Gemini、AIエージェント取引機能「Agentic Trading」を発表
米国暗号資産取引所のGeminiは4月27日、AIエージェントを同社の取引機能に接続する「Gemini Agentic Trading」を発表しました。利用者が戦略を指定し、AIが市場監視や注文発注、リスク管理を含む操作を自動化できるとしています。同社はこの機能について、規制を受ける米国拠点の取引所から直接利用できるエージェント取引ツールと位置づけています。
MCP経由でGemini APIと接続
この機能はMCP(Model Context Protocol、AIアプリと外部ツールをつなぐ標準プロトコル)を使い、ClaudeやChatGPTなどの対応AIをGeminiの取引APIにつなぐものです。Geminiによると、従来のAPIでできる操作をAIエージェントから扱えるようにしており、ユーザーはGemini Developer Platformで「Agentic」を選び、戦略を定義して運用します。

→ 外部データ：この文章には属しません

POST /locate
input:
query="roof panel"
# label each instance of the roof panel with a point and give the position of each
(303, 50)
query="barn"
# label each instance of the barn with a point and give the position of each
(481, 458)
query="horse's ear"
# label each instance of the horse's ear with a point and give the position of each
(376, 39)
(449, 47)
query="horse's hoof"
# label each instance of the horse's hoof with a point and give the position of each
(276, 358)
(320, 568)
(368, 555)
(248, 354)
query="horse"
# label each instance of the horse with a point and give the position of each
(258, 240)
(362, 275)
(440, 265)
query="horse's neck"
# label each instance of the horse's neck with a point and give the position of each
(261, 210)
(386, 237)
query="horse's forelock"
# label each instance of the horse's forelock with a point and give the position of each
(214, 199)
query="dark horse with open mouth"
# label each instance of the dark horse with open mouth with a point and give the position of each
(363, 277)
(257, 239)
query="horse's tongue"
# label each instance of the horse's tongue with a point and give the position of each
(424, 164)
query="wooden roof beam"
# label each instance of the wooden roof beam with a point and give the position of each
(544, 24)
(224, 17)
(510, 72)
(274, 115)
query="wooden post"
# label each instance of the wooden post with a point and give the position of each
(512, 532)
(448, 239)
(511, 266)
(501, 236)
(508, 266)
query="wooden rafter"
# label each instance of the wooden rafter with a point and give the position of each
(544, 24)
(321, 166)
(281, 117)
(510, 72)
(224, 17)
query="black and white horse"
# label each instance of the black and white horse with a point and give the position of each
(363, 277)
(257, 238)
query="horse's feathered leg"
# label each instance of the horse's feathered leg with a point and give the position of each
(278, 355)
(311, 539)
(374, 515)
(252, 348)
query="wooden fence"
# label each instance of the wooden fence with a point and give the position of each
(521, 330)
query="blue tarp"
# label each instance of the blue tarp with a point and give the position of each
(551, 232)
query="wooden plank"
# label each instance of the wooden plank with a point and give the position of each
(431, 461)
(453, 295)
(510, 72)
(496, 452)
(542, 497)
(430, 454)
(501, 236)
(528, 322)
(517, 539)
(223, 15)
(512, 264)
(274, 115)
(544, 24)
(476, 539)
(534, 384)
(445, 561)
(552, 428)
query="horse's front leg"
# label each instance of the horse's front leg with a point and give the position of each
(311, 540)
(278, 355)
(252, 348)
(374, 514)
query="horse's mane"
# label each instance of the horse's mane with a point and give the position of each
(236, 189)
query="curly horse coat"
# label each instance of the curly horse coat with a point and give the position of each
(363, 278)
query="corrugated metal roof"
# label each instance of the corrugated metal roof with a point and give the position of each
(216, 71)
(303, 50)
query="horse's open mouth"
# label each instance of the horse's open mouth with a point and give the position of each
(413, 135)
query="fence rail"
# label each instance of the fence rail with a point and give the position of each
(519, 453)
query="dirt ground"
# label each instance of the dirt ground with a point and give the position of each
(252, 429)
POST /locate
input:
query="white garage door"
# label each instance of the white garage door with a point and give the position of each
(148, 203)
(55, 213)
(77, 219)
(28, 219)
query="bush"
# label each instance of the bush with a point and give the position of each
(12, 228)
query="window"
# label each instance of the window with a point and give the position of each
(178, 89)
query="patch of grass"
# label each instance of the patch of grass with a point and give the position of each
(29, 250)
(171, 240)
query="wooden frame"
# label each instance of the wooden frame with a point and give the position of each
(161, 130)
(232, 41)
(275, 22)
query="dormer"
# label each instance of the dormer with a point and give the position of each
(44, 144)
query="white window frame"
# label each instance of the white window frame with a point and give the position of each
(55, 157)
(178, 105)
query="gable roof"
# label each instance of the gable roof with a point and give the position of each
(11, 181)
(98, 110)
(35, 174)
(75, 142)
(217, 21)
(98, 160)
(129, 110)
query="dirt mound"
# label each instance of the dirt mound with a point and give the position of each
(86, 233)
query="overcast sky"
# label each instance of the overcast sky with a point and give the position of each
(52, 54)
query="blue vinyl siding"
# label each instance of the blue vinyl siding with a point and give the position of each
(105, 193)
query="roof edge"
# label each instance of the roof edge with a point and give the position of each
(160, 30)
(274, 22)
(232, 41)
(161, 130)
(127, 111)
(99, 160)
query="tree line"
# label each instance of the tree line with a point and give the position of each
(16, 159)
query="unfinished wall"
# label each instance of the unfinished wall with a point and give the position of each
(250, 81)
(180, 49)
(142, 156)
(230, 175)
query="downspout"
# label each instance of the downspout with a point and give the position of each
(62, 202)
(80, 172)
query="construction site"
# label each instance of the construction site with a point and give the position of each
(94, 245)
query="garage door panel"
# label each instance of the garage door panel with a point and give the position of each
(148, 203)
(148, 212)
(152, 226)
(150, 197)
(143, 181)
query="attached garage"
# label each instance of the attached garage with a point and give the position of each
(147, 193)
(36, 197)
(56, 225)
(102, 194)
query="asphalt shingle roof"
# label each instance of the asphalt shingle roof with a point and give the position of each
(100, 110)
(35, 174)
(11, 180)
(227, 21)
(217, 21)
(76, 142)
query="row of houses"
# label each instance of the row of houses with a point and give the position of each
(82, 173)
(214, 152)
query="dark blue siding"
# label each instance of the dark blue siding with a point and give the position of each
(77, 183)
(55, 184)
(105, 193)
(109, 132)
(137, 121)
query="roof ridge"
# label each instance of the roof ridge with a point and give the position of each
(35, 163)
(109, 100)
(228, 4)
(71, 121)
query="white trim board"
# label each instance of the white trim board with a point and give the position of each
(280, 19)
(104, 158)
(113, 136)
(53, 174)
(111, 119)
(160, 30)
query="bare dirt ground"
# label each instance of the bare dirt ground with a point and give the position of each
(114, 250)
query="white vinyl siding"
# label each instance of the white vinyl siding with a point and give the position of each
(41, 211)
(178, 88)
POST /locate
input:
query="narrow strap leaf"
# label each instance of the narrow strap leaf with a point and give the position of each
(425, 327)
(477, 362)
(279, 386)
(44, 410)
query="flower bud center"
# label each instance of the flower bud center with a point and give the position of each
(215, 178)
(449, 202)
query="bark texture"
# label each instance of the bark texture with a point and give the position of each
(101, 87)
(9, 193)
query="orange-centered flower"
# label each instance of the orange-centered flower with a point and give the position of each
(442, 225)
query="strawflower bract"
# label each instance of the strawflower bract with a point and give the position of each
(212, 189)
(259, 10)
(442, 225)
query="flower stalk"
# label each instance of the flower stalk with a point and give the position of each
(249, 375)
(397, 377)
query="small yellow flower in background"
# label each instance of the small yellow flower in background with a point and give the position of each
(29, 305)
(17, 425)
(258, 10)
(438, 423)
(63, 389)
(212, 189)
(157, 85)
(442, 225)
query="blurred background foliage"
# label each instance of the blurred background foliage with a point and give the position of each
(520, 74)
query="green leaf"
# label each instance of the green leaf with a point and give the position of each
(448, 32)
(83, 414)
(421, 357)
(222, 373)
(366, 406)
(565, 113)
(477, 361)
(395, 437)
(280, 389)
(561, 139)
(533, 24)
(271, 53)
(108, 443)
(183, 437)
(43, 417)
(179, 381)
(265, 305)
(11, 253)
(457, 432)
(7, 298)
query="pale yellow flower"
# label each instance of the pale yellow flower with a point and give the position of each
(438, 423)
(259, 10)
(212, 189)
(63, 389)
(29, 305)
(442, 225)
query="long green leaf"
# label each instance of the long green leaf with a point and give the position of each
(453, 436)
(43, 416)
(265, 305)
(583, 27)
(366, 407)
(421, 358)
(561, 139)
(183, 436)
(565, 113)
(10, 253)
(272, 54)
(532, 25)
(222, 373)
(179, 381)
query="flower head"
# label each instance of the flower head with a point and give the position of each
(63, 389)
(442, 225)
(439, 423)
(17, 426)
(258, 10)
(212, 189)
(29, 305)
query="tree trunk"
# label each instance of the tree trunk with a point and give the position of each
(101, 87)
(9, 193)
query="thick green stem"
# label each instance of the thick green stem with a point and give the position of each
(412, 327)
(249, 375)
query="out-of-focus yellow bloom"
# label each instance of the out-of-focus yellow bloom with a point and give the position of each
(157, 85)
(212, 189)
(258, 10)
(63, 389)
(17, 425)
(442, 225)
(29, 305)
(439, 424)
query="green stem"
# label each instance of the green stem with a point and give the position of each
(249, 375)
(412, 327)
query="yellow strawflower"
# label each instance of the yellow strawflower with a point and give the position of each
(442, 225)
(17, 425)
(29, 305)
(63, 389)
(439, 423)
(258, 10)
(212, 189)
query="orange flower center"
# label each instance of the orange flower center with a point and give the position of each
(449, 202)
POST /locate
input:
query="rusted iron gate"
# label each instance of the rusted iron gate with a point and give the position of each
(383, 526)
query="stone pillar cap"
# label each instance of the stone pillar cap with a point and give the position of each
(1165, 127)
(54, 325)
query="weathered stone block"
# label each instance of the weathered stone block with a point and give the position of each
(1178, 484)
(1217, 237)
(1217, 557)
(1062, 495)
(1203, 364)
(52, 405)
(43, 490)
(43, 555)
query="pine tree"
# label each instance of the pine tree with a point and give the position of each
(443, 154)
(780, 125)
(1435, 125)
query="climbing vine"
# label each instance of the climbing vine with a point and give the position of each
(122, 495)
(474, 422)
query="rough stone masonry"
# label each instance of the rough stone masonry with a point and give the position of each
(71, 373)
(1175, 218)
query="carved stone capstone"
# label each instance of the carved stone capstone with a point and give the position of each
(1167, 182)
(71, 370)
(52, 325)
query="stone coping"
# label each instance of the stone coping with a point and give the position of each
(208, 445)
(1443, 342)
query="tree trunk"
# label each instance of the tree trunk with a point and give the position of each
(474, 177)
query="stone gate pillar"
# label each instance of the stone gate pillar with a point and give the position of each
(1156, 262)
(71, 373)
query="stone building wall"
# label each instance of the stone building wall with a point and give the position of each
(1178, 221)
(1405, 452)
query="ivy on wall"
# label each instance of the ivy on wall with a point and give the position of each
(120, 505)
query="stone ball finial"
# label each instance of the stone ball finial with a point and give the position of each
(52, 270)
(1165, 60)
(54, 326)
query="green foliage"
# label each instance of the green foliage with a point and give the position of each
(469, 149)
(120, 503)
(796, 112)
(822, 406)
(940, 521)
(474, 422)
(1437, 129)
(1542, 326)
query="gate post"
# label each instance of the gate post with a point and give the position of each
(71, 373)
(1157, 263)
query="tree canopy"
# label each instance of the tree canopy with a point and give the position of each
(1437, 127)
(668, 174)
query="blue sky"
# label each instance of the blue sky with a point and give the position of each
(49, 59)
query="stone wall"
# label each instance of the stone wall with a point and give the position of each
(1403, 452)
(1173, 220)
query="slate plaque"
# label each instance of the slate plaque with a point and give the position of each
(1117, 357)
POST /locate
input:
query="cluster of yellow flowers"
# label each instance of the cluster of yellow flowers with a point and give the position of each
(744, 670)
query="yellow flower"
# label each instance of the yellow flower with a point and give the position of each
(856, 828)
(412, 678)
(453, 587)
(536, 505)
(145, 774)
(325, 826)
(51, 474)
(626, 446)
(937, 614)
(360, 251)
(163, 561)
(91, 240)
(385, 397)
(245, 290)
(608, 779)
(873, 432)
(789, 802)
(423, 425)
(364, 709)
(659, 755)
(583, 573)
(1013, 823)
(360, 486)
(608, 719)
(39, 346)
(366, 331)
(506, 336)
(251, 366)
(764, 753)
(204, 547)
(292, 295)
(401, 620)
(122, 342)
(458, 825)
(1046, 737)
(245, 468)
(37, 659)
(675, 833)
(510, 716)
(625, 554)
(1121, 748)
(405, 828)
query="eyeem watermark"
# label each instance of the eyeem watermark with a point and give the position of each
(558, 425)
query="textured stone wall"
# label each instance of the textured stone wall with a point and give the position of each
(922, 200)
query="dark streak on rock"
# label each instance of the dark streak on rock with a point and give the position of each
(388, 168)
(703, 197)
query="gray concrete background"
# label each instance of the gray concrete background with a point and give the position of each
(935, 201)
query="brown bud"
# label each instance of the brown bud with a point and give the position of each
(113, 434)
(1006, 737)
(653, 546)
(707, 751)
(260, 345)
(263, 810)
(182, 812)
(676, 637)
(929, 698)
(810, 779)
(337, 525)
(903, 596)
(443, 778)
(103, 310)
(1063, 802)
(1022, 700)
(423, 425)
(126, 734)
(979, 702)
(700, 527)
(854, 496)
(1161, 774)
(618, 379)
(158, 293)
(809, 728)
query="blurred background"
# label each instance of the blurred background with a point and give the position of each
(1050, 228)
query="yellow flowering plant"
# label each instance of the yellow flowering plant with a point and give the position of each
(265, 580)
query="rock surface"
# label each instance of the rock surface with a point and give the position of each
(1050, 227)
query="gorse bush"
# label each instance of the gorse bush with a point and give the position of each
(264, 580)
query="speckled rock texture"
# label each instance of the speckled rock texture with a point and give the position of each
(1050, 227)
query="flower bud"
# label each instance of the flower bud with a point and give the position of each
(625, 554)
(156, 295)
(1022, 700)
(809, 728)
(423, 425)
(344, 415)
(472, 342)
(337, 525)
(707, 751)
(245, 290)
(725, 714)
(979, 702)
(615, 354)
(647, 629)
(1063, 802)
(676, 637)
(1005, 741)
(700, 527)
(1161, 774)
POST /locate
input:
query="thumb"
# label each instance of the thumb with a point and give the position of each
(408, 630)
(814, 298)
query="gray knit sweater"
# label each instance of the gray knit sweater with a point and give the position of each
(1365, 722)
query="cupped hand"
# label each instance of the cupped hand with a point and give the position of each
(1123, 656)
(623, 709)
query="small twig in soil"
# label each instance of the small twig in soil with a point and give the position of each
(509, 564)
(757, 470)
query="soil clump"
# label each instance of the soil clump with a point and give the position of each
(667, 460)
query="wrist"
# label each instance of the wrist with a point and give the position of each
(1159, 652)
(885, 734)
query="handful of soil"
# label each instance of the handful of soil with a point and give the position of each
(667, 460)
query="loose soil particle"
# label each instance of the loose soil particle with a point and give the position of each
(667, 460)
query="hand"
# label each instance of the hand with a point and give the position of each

相場分析だけでなく、注文発注までAIに実行させられる点が特徴です。
Trading Skillsで市場データを扱う
あわせて同社は、AIが呼び出せる事前定義の「Trading Skills」を用意しました。開始時点では、リアルタイム価格や板情報を取得する「Get Market Data」、売買スプレッドを調べる「Find the Spread」、OHLCVローソク足データを取得する「Retrieve Candles」が示されています。
AI接続は分析補助から注文実行へ広がる
今回の発表で大きいのは、AIを相場分析の補助に使うだけでなく、MCPを通じて取引APIの実行層まで接続する点です。Geminiは、開発者向けAPIと既存のAIツールの間に共通の接続口を設けることで、手動操作、通常のAPI取引、AIエージェントによる取引を同じ基盤上で扱う方向性を示しました。利用者にとっては、どのAIを使うかよりも、どこまでの操作権限を与え、どの条件で注文を実行させるかが実務上の重要な判断点になりそうです。